On Friday, the Royal British Legion will mark the anniversary of the end of combat operations with a commemoration at the National Memorial Arboretum in Staffordshire.
Soldiers from across north-east England will attend the service, including Dominic Conway, a Royal Marine from North Tyneside, and Rikki Drury, a veteran from Redcar.
Drury was 18 when he was sent to Iraq and said being plunged into an insurgency, rather than a conventional war, came as a shock.
"We didn't have the armoured vehicles, we were driving around with no armour," he said.
"When you're fighting an insurgency, anyone is your enemy.
"The hardest war to fight is one where someone is not in a uniform.

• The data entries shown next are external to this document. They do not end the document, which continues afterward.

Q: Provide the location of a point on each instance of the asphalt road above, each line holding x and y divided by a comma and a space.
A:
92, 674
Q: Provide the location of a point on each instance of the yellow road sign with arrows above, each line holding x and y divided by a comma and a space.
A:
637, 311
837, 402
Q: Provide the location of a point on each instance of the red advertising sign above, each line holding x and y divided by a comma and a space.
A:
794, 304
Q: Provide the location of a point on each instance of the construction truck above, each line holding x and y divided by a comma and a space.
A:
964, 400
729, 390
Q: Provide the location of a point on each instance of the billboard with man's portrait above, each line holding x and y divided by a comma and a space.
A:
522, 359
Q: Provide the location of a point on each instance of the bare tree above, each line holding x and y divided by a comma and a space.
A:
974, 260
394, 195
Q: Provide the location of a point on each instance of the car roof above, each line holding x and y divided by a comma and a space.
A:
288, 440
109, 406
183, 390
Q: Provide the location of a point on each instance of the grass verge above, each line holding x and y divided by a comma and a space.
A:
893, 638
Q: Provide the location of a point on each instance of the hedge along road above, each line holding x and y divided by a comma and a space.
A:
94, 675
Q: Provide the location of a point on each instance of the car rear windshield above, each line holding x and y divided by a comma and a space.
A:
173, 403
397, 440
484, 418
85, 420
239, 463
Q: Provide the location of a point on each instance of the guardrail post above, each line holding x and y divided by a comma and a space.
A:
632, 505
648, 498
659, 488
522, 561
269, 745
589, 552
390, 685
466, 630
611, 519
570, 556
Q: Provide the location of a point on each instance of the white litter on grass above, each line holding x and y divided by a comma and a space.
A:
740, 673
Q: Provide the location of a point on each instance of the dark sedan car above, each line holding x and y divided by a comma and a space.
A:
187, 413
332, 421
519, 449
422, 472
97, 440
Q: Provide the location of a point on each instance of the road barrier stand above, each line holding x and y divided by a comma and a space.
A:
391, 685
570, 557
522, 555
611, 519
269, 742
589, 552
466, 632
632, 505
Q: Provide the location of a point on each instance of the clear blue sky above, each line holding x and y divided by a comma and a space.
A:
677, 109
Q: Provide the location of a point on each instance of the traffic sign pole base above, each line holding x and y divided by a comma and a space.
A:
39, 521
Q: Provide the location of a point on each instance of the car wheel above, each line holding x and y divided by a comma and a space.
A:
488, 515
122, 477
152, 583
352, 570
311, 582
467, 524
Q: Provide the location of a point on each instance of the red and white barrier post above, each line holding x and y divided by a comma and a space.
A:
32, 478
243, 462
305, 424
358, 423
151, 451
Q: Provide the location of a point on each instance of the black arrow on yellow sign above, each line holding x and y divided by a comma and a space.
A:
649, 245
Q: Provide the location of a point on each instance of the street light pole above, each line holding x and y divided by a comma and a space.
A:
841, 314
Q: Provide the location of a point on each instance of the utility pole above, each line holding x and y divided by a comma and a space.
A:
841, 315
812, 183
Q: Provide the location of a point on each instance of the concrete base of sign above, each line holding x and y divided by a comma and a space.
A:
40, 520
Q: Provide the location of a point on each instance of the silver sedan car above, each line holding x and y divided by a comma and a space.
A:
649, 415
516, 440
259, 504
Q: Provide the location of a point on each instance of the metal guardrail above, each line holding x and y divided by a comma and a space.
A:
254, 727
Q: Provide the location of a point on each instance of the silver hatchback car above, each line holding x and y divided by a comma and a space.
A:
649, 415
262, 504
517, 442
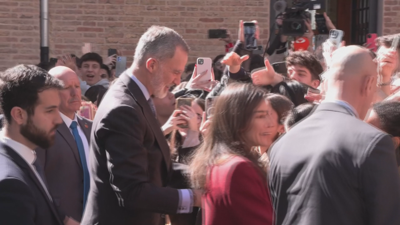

We weren't expecting that kind of warfare."

The United States had claimed Iraq had weapons of mass destruction - though none were ever found - before the invasion led to the toppling of Saddam Hussein's regime.
Drury, who suffers from post-traumatic stress disorder, now helps other veterans through the group Healthier Heroes in East Cleveland.
"It's heartbreaking to think I'm suffering with my mental health for the rest of my life for a war that achieved nothing in my eyes," he said.
"Others have lost their lives for weapons of mass destruction that were never found."
Conway, from Whitley Bay, was one on the first troops to enter Iraq and said at the start of the conflict allied forces did not meet stiff opposition.
"Resistance was there but it wasn't particularly heavy," he said.
"It seemed the job was done, the insurgency that followed and all the years it carried on for, I don't think that was really anticipated.
"We were there to do the initial assault and, as Marines, that's our job. We come across the horizon, we do the job and hand over to the big army."
Conway has a nuanced view of the decision to go to war.
"Do I think the sacrifice was worth it? Yes, I probably do in terms of we were there to protect people who couldn't protect themselves," he said.
"Saddam did some really nasty things to the Kurds and his own people and so in that respect we did go for the right reasons.
"Politically, it wasn't particularly for the reasons we were told at the time."